The average vehicle weight is now a record-breaking 4,289 pounds, according to EPA data. Larger vehicles are being blamed for skyrocketing traffic deaths, and part of the reason EV batteries are so big is because automakers are building them as if they have gas tanks to go 300 miles per charge. This is a point of pride for the Biden administration, with the president talking up big batteries at the Detroit Auto Show: “Today, if you want an electric vehicle with a long range, you can buy one made in America.” Well, GM’s American-made electric Hummer is nearly three tons thanks to its gigantic battery, which is itself the weight of one Honda Civic. Even the country’s most popular vehicle, the F-150, also has an electric version that’s one-third heavier than its gas-powered counterpart. The day after Buttigieg and Granholm held their fireside chat, the chair of the National Transportation Safety Board, Jennifer Homendy, addressed these risks, saying: “I firmly believe it is a human right to breathe clean air. But we have to be careful that we aren’t also creating unintended consequences: more death on our roads.”
The car focus of this administration’s decarbonization efforts bears out in other policies, too. The incentives to get people into EVs using tax credits and rebates are not matched at scale by incentives to get people onto transit. The Inflation Reduction Act gives car buyers up to $7,500 of their money back per vehicle, but there’s no rebate for the transit user who has been riding the bus this whole time. (Currently, a majority of electric vehicle owners are wealthy, live in California, and drive Teslas.) State-level programs show what’s possible here: Denver’s wildly popular e-bike credit has subsidized thousands of e-bike and e-cargo bike purchases using money from a climate-action fund. There is evidence that these vehicles are increasingly becoming car replacers. A country with a serious decarbonization plan would not offer large subsidies for electric cars without a plan to help people buy smaller vehicles like electric bikes or golf carts. There’s also no federal funding for transit operations to make trains and buses more efficient and reliable. Outlier policies are pushing in the opposite direction — like Cori Bush’s bus-rapid-transit bill, announced at the end of last year, which is heavily focused on helping cities invest in infrastructure such as dedicated bus lanes along with funding operations costs — but these are all too often afterthoughts.

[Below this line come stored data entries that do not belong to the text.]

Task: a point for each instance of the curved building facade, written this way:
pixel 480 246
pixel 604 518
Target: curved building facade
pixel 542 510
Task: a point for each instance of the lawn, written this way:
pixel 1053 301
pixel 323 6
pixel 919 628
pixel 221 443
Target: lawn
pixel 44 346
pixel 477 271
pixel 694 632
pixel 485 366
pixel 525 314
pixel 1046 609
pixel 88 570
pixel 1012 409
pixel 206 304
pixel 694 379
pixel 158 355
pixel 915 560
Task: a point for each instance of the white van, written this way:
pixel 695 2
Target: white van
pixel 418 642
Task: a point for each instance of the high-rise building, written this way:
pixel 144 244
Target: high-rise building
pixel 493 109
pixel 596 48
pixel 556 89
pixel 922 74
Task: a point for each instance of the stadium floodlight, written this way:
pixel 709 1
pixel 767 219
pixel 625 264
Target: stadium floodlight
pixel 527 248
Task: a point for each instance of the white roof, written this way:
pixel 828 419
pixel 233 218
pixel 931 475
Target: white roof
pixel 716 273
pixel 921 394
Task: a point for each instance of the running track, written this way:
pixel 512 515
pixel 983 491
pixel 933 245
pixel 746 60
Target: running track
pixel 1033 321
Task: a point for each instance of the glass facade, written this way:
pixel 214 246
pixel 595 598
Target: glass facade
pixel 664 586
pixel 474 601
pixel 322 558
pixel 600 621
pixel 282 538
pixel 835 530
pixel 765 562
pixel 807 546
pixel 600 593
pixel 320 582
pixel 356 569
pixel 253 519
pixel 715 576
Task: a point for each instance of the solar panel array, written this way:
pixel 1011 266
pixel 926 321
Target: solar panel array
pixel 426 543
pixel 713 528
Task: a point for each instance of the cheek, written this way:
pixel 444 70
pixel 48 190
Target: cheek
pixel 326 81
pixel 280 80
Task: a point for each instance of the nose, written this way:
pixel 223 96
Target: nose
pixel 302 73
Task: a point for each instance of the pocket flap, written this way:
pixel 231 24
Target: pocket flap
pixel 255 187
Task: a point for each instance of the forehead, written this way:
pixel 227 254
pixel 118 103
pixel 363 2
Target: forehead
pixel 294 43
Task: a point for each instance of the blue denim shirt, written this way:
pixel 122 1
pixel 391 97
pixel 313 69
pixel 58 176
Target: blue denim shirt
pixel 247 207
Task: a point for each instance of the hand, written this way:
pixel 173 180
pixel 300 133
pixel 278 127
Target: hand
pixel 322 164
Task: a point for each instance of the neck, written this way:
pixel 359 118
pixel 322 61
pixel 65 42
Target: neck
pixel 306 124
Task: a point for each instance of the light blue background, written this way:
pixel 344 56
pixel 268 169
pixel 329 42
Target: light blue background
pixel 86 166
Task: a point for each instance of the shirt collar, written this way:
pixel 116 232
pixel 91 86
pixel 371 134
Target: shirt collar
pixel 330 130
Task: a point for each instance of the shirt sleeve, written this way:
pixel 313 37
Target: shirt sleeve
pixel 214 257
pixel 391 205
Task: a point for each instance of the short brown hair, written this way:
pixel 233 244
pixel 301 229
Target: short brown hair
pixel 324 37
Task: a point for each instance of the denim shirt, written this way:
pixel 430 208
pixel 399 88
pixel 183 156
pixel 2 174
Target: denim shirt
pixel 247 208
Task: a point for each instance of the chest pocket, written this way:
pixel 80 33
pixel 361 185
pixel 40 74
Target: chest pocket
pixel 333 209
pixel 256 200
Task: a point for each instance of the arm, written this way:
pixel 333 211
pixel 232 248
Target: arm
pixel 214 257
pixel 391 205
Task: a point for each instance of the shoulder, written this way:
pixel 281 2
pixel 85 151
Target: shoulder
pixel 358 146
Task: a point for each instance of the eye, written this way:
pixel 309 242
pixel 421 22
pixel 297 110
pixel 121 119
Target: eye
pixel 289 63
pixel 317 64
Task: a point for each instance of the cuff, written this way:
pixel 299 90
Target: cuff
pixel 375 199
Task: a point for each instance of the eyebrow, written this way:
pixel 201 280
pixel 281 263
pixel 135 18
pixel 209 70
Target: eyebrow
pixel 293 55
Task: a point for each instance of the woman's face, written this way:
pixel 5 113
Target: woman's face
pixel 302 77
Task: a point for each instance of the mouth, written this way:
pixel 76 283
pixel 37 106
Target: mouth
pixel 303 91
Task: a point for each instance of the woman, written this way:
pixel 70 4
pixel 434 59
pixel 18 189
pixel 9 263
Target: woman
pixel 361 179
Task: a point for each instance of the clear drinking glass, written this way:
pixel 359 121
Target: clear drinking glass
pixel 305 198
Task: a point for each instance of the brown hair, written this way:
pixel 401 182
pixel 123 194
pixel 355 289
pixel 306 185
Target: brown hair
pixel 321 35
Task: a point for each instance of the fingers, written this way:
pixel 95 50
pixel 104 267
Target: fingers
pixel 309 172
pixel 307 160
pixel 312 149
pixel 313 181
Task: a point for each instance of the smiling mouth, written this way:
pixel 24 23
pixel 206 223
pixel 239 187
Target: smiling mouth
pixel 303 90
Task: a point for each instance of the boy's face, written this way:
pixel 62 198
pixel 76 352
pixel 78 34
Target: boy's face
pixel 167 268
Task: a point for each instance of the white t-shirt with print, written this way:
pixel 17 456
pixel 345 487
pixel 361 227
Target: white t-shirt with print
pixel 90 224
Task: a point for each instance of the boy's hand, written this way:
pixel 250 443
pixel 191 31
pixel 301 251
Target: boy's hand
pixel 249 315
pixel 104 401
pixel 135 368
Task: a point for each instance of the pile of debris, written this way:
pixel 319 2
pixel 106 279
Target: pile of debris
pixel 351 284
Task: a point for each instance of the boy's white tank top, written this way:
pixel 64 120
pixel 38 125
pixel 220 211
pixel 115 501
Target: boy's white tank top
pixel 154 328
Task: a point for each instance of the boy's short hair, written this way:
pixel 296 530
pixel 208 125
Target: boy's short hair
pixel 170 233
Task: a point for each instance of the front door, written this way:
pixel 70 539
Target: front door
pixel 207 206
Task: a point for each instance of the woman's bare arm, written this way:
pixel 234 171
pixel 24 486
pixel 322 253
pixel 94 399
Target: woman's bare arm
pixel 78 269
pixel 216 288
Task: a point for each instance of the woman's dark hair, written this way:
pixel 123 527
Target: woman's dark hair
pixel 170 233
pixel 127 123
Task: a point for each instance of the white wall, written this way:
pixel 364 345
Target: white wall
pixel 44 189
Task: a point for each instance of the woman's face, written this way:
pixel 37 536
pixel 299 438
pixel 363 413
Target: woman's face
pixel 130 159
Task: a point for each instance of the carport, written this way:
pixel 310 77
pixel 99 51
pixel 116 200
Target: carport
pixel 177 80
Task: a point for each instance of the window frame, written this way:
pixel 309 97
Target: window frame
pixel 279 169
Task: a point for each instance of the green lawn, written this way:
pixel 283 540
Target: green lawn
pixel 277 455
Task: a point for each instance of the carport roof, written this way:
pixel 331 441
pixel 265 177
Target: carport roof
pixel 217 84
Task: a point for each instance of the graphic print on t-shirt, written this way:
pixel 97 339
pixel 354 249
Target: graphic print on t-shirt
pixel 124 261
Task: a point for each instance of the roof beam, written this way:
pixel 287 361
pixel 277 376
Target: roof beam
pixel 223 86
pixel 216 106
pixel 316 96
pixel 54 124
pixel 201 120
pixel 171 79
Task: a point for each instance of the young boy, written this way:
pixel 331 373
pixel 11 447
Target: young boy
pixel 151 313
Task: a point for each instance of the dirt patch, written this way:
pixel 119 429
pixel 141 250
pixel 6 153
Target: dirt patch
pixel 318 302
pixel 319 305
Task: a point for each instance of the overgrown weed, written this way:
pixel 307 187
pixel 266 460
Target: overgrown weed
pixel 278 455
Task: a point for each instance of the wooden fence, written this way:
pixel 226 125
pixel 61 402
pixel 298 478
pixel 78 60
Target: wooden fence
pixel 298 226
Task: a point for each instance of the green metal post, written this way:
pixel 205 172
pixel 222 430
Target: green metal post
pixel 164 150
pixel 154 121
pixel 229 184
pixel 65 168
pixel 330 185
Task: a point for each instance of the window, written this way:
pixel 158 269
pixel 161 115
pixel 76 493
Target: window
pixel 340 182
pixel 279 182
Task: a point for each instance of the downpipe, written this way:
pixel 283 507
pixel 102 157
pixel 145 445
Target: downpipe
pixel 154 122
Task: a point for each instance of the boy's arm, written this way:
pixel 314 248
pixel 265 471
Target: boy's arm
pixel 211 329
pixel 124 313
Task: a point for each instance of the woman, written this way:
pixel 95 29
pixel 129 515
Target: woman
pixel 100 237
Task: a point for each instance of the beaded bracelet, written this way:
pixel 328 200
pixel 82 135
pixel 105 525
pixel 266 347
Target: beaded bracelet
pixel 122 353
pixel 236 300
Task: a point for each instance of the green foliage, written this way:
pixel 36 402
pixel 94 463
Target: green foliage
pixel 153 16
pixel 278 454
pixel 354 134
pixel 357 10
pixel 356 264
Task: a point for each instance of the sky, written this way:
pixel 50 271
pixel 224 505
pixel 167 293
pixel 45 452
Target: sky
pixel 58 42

Now that this supergroup of federal agency administrators has assembled, Voltron-like, the Biden administration needs to think beyond the resource-intensive EV. (As McKinney says: “You can’t fix dirty mining with more dirty mining.”) Letting automakers dictate the speed and focus of our decarbonization efforts will mean it will take way too long to hit our emissions goals — the average passenger car is on U.S. roads for 15 years — even in the parts of the U.S. that are well on their way to hitting those electric-vehicle metrics. California recently passed a statewide plan to phase out sales of gas-powered cars by 2035, and Governor Gavin Newsom announced last week that nearly 19 percent of all new-car sales in 2022 in the state were electric. He called it part of the state’s leadership in the “zero-emission vehicle revolution.” But there’s a hitch: Due to California’s own goal of carbon neutrality by 2045, its climate agency admits that those metrics cannot be achieved by electrification alone; the only way California can hit its emissions milestones is by reducing total car use by 25 percent.